Thursday, October 15, 2020

The paradox of fossil fuel shortages

 We (the western world) may run short of oil, coal and other fossil fuels by 2025, and this will cause the economy to decline (or it may be an effect of a shrinking economy that requires less fuel).  This isn't an actual shortage, as there will still be lots of fuel in the ground, instead it is a lack of fuel available for sale because the price is too low to pay for the cost of extraction.

Now if the price is too low, you would assume that raising the price would take care of the shortages.  But this is the paradox - that oil prices remain too low despite shortages.  Why is this?  Because the economy has become bifurcated between industrial workers, who work at energy-intensive jobs, and the elite, who don't require as much electricity.  

That is my explanation of Gail Tverberg's theory:

As the economy approaches limits, prices tend to fall too low for producers, rather than rise too high for consumers. Energy prices tend to fall too low because, as the economy gets more complex, wage and wealth disparity tend to grow, reflecting differences in training and responsibility. The problem occurs because low-paid workers cannot afford to buy very large quantities of goods and services produced by the economy.

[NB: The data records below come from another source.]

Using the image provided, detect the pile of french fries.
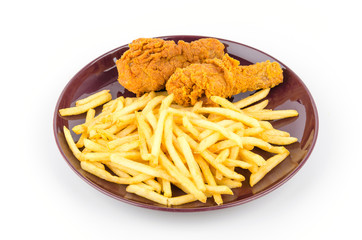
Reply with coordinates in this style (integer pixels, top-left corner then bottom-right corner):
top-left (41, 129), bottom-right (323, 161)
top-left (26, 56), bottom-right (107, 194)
top-left (59, 89), bottom-right (298, 206)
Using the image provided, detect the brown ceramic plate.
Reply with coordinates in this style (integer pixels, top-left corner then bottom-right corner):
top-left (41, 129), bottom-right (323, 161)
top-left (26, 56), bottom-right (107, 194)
top-left (54, 36), bottom-right (318, 212)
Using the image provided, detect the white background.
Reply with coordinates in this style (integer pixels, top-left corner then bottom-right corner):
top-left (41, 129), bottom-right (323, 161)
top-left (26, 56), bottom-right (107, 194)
top-left (0, 0), bottom-right (362, 239)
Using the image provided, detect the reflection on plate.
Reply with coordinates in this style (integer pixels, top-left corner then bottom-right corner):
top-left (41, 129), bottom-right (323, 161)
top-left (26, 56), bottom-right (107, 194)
top-left (53, 36), bottom-right (318, 212)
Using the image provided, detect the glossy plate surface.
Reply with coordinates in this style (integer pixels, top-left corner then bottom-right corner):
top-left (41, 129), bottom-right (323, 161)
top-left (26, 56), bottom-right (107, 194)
top-left (53, 36), bottom-right (318, 212)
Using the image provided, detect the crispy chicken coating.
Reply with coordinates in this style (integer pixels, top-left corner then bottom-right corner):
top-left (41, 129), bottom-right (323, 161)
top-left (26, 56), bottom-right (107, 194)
top-left (116, 38), bottom-right (224, 96)
top-left (166, 54), bottom-right (283, 106)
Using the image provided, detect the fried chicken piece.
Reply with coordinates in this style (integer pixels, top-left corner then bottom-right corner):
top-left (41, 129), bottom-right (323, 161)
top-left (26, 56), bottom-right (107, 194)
top-left (116, 38), bottom-right (224, 95)
top-left (166, 54), bottom-right (283, 106)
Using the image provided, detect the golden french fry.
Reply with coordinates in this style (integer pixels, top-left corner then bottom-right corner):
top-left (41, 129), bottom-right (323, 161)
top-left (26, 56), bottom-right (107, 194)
top-left (110, 153), bottom-right (173, 181)
top-left (84, 139), bottom-right (108, 152)
top-left (197, 107), bottom-right (260, 127)
top-left (162, 179), bottom-right (172, 198)
top-left (260, 133), bottom-right (298, 145)
top-left (243, 99), bottom-right (269, 112)
top-left (195, 155), bottom-right (223, 205)
top-left (63, 126), bottom-right (82, 160)
top-left (59, 93), bottom-right (112, 116)
top-left (243, 127), bottom-right (264, 137)
top-left (63, 89), bottom-right (297, 206)
top-left (160, 152), bottom-right (206, 203)
top-left (182, 116), bottom-right (200, 139)
top-left (206, 185), bottom-right (234, 195)
top-left (210, 96), bottom-right (242, 112)
top-left (264, 129), bottom-right (290, 137)
top-left (224, 158), bottom-right (252, 169)
top-left (248, 110), bottom-right (298, 120)
top-left (191, 119), bottom-right (243, 148)
top-left (234, 88), bottom-right (270, 108)
top-left (150, 110), bottom-right (167, 166)
top-left (167, 194), bottom-right (198, 206)
top-left (126, 184), bottom-right (167, 205)
top-left (250, 151), bottom-right (289, 186)
top-left (209, 139), bottom-right (238, 153)
top-left (216, 178), bottom-right (242, 188)
top-left (164, 114), bottom-right (191, 177)
top-left (107, 134), bottom-right (139, 149)
top-left (215, 149), bottom-right (230, 163)
top-left (142, 95), bottom-right (166, 116)
top-left (80, 161), bottom-right (123, 184)
top-left (177, 136), bottom-right (205, 191)
top-left (115, 139), bottom-right (140, 152)
top-left (239, 149), bottom-right (265, 166)
top-left (112, 92), bottom-right (155, 122)
top-left (116, 124), bottom-right (137, 138)
top-left (200, 150), bottom-right (245, 181)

For example, many cannot afford a car or a home of their own. The spending of high-paid workers does not offset the loss of demand by low-paid workers because high-paid workers tend to spend their wages more on services, such as advanced education, which require proportionately less energy consumption. Ultimately, the lack of demand by low-paid workers tends to pull down the prices of oil and other commodities below the level required by producers.

https://ourfiniteworld.com/2020/09/23/reaching-the-end-of-early-stimulus-whats-ahead/

Henry Ford paid his auto workers more than the going wage rate so that they could afford their own cars, in a virtuous cycle.  This is that cycle in reverse - low paid workers cannot afford to buy what the economy produces, leading to a shrinking in the real economy.